So, from a street corner in the early a.m. in LV, NV on a Sunday when I'm just about to turn a startling age . . . thank you for defending my honor, for being like-minded.

"USS Juggernaut" ~ I'm cackling out loud and people are looking at me.

"Death panel" ~ f***ing jesus. Woman (Palin), go away.

Message to self: be sturdy enough to comment on Erin's blog, see the Badger there, and insist I'm right on, A life's lesson.
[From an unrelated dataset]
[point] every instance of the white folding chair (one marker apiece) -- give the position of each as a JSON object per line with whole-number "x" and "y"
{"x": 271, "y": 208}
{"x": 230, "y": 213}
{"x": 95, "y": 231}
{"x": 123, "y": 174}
Girl ~ you're very left and west, even though it's Cleveland. Thanks for being in my life in a small way. Truly!

Dudesworthy said...

"Death Panel" eh?

I heard that, if elected President, Sarah Palin has pledged to use the federal budget to fund the construction of a national network of death-rays to 'burn the devil' out of the evolutionists.

Erin O'Brien said...

OOH! I want to play that game Dude!

I heard that, if elected President, Sarah Palin has pledged to ... supply every man, woman and child with their own live snake for handling.

Harry Finch said...

If every man, woman and child had their own snake, then domestic snake oil production would increase, snake oil exports would explode, and we'd eliminate the trade-deficit. Talk about a stimulus package!

Kirk said...

Of course, Sarah Palin doesn't want a government bureaucrat to decide who lives or dies.

The free market already does that quite nicely.

Deodand said...

What is she, crazy? The Canadian Death Panels are much nicer than that.

John Ettorre said...

She has turned from a bad running joke into something even worse. The mere sight of her makes me sick.

Dudesworthy said...

Erin, Your Challenge is accepted.

I heard that, if elected President, Sarah Palin has pledged to ... deliver an education system fit for 21st Century America by introducing compulsory beauty pageant training and participation for all girls.

Erin O'Brien said...

I trust, Dudesworthy, that said training will include abstinence education.

Dudesworthy said...

Naturally...

Did you know that Sarah Palin's favorite color is Nuclear Armageddon?

I also heard that, if elected President, Sarah Palin has pledged to reduce the number of witches on America's streets by 3.5% over the next four years

Anonymous said...

The proper way to deal with witches.